Data kecepatan unduh dari 25 titik akses WiFi adalah sebagai berikut:
data_wifi <- c(18.2, 21.5, 19.8, 23.1, 17.6,
20.4, 22.9, 16.8, 19.1, 24.3,
18.7, 21.0, 20.2, 17.9, 23.6,
19.4, 22.1, 18.0, 20.9, 21.7,
16.5, 19.9, 23.4, 18.3, 21.2)
mean(data_wifi)
## [1] 20.26
sd(data_wifi)
## [1] 2.217732
Interpretasi: Berdasarkan 25 data sampel kecepatan unduh WiFi, diperoleh rata-rata kecepatan unduh sebesar 20,26 Mbps dengan standar deviasi sebesar 2,22 Mbps.
t.test(data_wifi, conf.level = 0.95)
##
## One Sample t-test
##
## data: data_wifi
## t = 45.677, df = 24, p-value < 2.2e-16
## alternative hypothesis: true mean is not equal to 0
## 95 percent confidence interval:
## 19.34457 21.17543
## sample estimates:
## mean of x
## 20.26
Interpretasi: Berdasarkan hasil analisis, diperoleh interval kepercayaan 95% untuk rata-rata kecepatan unduh WiFi sebesar 19,34 hingga 21,18 Mbps. Artinya, jika menyurvei seluruh titik WiFi di kampus, kita bisa yakin 95% bahwa rata-rata kecepatan aslinya berada dalam rentang tersebut.
# 90%
t.test(data_wifi, conf.level = 0.90)$conf.int
## [1] 19.50114 21.01886
## attr(,"conf.level")
## [1] 0.9
# 99%
t.test(data_wifi, conf.level = 0.99)$conf.int
## [1] 19.01943 21.50057
## attr(,"conf.level")
## [1] 0.99
Interpretasi: Berdasarkan hasil perhitungan, interval kepercayaan 90% adalah 19,50–21,02 Mbps, sedangkan interval kepercayaan 99% adalah 19,02–21,50 Mbps. Pengaruhnya jelas: semakin tinggi tingkat kepercayaan (dari 90% ke 99%), maka semakin lebar interval yang dihasilkan. Hal ini karena tingkat kepercayaan yang lebih tinggi membutuhkan “jaring” atau rentang yang lebih luas agar kita semakin yakin rata-rata populasi tidak meleset dari rentang tersebut.
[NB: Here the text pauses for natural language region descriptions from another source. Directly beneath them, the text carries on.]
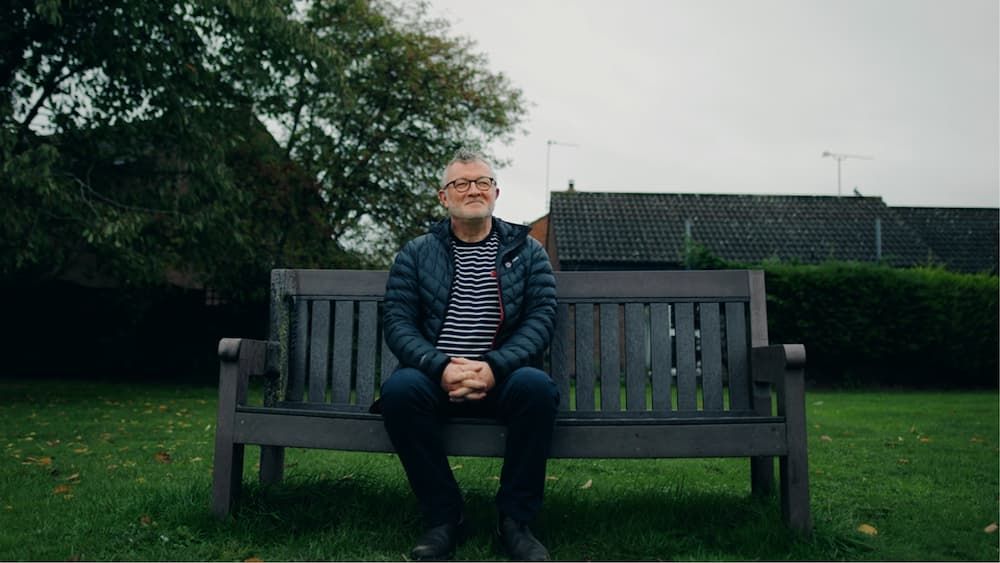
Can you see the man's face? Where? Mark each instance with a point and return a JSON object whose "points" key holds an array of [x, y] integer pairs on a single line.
{"points": [[474, 203]]}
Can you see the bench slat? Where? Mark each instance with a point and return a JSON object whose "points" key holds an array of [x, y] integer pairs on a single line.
{"points": [[610, 359], [367, 345], [659, 286], [482, 438], [584, 357], [635, 357], [299, 335], [736, 348], [687, 382], [660, 356], [319, 351], [343, 339], [711, 356], [559, 355]]}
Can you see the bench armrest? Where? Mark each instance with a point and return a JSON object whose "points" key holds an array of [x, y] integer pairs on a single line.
{"points": [[239, 359], [784, 366]]}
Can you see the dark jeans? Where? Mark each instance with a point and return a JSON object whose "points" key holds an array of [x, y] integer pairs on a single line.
{"points": [[415, 409]]}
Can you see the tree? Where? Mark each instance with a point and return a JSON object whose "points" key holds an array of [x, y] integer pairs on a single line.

# Menghitung Margin of Error (95%)
hasil_ttest <- t.test(data_wifi, conf.level = 0.95)
moe <- (hasil_ttest$conf.int[2] - hasil_ttest$conf.int[1]) / 2
moe
## [1] 0.9154346
Interpretasi: Dalam konteks kecepatan WiFi kampus ini, Margin of Error adalah batas toleransi kesalahan dari rata-rata sampel (20,26 Mbps) terhadap rata-rata aslinya di lapangan. Pada tingkat kepercayaan 95%, batas kesalahannya adalah sekitar ±0,92 Mbps. Ini menunjukkan seberapa jauh angka perkiraan kita mungkin menyimpang dari kenyataan seluruh WiFi kampus.
Jika manajemen kampus memutuskan “apakah kecepatan WiFi sudah memenuhi standar minimum 20 Mbps” berdasarkan data sampel ini, maka risikonya adalah:
Galat Tipe I (False Positive): Manajemen menyimpulkan bahwa kecepatan WiFi sudah memenuhi standar minimum 20 Mbps, padahal pada kenyataannya (di seluruh populasi titik akses) belum memenuhi.
Risiko: Pihak kampus merasa jaringan sudah baik dan tidak melakukan perbaikan, padahal mayoritas mahasiswa masih merasakan koneksi internet yang lambat di bawah standar.
Galat Tipe II (False Negative): Manajemen menyimpulkan bahwa kecepatan WiFi belum memenuhi standar 20 Mbps, padahal pada kenyataannya sudah memenuhi.
Risiko: Kampus mengeluarkan anggaran tambahan untuk upgrade jaringan internet yang sebenarnya tidak diperlukan karena standar minimum sudah tercapai.